O guerrilheiro Carlos Lamarca, a viúva Maria e os filhos César e Cláudia Pavan Lamarca foram anistiados, por unanimidade, pela Comissão de Anistia do Ministério da Justiça, numa sessão especial de julgamento, nesta quarta-feira, em Brasília. Capitão do Exército, Lamarca tornou-se um dos comandantes da organização Vanguarda Popular Revolucionária, que participou da luta armada contra a ditadura militar. Lamarca foi morto por tropas do Exército no interior da Bahia, em 1971.

Pela decisão, além da pensão, a viúva e os dois filhos vão receber uma indenização de R$ 100 mil cada um.
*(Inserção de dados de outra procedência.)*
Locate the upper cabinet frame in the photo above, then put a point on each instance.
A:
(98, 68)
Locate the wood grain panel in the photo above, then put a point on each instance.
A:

A indenização pretende reparar os danos causados pelo exílio político, no período de 1969 a 1979, quando Maria, César e Cláudia foram impedidos de voltar ao país.

A comissão manteve a decisão do Supremo Tribunal de Justiça (STJ) de assegurar a progressão da carreira de Lamarca a coronel.
 
- A única coisa que aconteceu foi a aplicação da legislação que assegura aos militares com mais de 30 anos de carreira que eles possam receber proventos um posto acima daquele posto que eles efetivamente se aposentaram -, afirmou o presidente da comissão, Paulo Abrão.

De acordo com o ministério, é preciso esperar um prazo de 30 dias, caso alguém entre com recurso contra a decisão. Depois, os processos seguem para o setor de finalização da Comissão. Em seguida, o ministro da Justiça, Tarso Genro, assina a portaria.

A filha do guerrilheiro esteve presente à sessão.
 
- É com muito honra que estou presente nesta reunião para resgatar, mais uma vez, a memória do Lamarca e reconhecer que houve excessos e erros -, disse.

Cláudia salientou que seu pai tinha duas opções na sua vida como ser humano.
 
- A primeira era seguir na sua carreira, que com certeza seria de sucesso e a outra seria lutar pelos seus ideais e ele optou em seguir seus ideais -, afirmou.

De acordo com o ministério, a meta é julgar, até 2010, todos os 30 mil processos sobre o assunto. Criada em 2001, a Comissão de Anistia do Ministério da Justiça já julgou cerca de 29 mil processos.